Nash grew up in North Carolina and spent summers on the Outer Banks where sand, water, flora, and fauna burn at noonday, where a "bearded / crusted hull slams through murderous waters." As in these words, the gentility in her poems always foreshortens through "not a real dark, just an edging away / from the rising sun." It's this Gothic tension familiar to Faulkner, McCullers, and O'Connor that keeps putting sand in your mouth—and allows the ocean, its "blue ketch," its "Cold Beer / Live Bait / Video Rentals / Jesus Saves," its "onlookers stand[ing] / cold-eyed as birds" to counterweight the familiar with a consciously spirited, but not artificial, rebellion against Southern reticence toward self-revelation.
There are poems here, too, of art, music, home, and children: "plates on the cherry tablecloth / under the wan bulb" and "this thick, slow-rising loaf of self / marked with contentment / as a leopard with its spots."
Four poems, in particular, stand out. "Res poetica" in which a "ravenous" "they" "feed at night" with "huge eyes" and "do not remember the rain forest." "Singing Bach" in which the poet's song (Nash is also a singer) becomes a strenuous climb up Alp-like mountains to find "chambered nautilus, tiny shrimp / minutely hinged and plated, / fossils of feather-feelered thousand-legged / ocean crawlers"—a representative example of Nash's flexible, careening vocabulary.

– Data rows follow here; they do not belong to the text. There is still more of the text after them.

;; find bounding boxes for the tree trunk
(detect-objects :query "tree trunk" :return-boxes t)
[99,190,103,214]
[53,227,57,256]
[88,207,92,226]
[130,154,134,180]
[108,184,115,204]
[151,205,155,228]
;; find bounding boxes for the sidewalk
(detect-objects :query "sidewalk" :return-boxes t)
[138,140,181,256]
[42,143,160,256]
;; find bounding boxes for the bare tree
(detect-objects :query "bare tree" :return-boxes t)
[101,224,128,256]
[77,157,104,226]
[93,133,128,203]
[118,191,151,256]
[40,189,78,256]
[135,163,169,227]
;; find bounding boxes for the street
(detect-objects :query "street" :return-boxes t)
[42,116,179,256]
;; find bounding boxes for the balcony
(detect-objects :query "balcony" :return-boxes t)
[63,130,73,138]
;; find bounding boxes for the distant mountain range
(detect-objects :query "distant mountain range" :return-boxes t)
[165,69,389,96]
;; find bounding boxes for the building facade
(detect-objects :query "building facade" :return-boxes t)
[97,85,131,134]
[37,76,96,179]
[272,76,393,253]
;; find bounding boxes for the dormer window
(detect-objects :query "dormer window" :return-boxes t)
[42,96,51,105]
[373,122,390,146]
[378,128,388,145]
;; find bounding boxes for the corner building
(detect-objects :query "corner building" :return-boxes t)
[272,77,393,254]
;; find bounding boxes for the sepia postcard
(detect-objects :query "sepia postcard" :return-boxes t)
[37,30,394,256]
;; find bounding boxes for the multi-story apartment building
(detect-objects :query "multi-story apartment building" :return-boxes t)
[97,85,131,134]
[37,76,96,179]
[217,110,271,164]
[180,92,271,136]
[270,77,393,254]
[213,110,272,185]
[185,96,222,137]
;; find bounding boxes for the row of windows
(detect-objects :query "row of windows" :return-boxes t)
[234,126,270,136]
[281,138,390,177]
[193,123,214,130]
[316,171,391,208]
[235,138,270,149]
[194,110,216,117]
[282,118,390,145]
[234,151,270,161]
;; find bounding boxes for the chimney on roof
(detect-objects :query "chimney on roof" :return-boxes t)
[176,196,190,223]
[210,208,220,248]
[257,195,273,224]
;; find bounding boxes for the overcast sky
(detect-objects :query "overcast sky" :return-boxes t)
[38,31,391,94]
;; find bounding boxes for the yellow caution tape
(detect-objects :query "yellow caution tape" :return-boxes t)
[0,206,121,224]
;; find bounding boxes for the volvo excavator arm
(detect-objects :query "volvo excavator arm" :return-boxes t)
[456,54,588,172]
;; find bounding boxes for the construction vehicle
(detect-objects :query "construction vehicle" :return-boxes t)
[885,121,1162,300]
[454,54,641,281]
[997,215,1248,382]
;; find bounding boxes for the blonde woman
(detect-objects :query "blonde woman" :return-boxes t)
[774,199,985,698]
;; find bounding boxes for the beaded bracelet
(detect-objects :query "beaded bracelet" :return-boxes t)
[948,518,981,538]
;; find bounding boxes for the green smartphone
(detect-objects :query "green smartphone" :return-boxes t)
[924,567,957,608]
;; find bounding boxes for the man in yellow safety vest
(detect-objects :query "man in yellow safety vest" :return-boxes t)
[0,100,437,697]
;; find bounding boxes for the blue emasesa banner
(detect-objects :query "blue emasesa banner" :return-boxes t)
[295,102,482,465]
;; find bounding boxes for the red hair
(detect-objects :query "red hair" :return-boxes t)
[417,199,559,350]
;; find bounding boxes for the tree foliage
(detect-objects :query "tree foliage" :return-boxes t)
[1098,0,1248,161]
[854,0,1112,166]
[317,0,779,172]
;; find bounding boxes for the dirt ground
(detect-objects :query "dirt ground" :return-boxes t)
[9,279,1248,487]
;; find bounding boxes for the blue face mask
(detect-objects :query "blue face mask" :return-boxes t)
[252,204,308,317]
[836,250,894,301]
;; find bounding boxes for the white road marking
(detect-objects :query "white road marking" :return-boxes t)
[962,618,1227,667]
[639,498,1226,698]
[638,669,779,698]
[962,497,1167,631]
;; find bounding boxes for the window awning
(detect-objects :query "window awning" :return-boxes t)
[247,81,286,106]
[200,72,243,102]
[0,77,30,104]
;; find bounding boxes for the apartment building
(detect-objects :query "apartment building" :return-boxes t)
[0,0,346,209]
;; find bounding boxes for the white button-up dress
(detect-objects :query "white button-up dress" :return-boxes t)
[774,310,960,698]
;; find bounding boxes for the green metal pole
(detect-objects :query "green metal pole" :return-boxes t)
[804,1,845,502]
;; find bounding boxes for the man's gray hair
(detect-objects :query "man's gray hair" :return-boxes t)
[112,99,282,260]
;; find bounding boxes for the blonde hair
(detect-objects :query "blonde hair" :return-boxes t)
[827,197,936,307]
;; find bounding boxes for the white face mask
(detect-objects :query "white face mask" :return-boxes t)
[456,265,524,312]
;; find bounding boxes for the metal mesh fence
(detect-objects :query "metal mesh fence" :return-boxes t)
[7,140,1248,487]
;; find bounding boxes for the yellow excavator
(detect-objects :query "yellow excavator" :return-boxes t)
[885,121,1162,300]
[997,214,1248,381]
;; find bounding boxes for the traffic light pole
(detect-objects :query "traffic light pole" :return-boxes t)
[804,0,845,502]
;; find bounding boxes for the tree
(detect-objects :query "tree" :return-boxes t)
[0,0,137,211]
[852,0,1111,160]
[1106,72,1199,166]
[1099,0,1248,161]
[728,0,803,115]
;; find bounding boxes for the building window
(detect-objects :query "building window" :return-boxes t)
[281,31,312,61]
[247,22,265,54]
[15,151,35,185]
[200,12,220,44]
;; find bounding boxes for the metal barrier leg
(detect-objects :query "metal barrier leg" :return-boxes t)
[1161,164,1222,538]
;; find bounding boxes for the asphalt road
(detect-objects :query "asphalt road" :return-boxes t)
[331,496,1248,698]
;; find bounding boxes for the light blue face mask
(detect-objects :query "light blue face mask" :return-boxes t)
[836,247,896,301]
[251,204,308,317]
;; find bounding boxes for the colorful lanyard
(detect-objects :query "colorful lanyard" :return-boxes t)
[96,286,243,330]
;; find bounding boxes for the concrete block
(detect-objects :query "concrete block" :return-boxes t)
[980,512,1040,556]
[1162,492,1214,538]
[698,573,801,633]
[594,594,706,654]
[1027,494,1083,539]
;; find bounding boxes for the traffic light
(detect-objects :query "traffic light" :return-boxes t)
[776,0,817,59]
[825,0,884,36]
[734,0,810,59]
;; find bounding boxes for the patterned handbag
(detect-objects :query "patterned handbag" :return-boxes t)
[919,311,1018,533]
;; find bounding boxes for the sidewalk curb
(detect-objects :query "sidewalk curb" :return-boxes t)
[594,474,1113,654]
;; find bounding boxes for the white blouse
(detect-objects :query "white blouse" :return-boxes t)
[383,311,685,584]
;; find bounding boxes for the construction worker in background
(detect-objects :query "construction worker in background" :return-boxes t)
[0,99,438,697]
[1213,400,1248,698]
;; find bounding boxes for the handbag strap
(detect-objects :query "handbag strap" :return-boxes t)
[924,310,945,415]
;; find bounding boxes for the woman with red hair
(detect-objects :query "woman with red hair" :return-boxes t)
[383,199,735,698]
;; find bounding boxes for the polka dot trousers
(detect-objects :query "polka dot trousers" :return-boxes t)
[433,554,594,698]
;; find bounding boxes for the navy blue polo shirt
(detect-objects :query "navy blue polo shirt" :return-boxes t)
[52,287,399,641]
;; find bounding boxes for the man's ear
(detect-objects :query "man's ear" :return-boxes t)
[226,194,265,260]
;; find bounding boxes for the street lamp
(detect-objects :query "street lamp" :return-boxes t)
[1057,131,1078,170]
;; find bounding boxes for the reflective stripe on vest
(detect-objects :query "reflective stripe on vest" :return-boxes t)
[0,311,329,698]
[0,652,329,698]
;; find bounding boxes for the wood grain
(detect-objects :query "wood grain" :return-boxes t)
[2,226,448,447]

My favorite poem "Copperhead," as "forthright and clear / as "common script / scribbled on the ground." The epiphanic grace of "Benediction": "When you have lived so long in a dry climate / . . . you no longer look at the sky." And "Desire" manifesting as a "huge cat / rough-tongued / his loud breath sour as sickness."
Something here conjures a splendid hybrid of Elizabeth Bishop and Anne Sexton. These poems I have added to my lock box under the stars. They will undo the lock themselves and rumble through the house on unwritten occasions when the intellect and soul require a friend.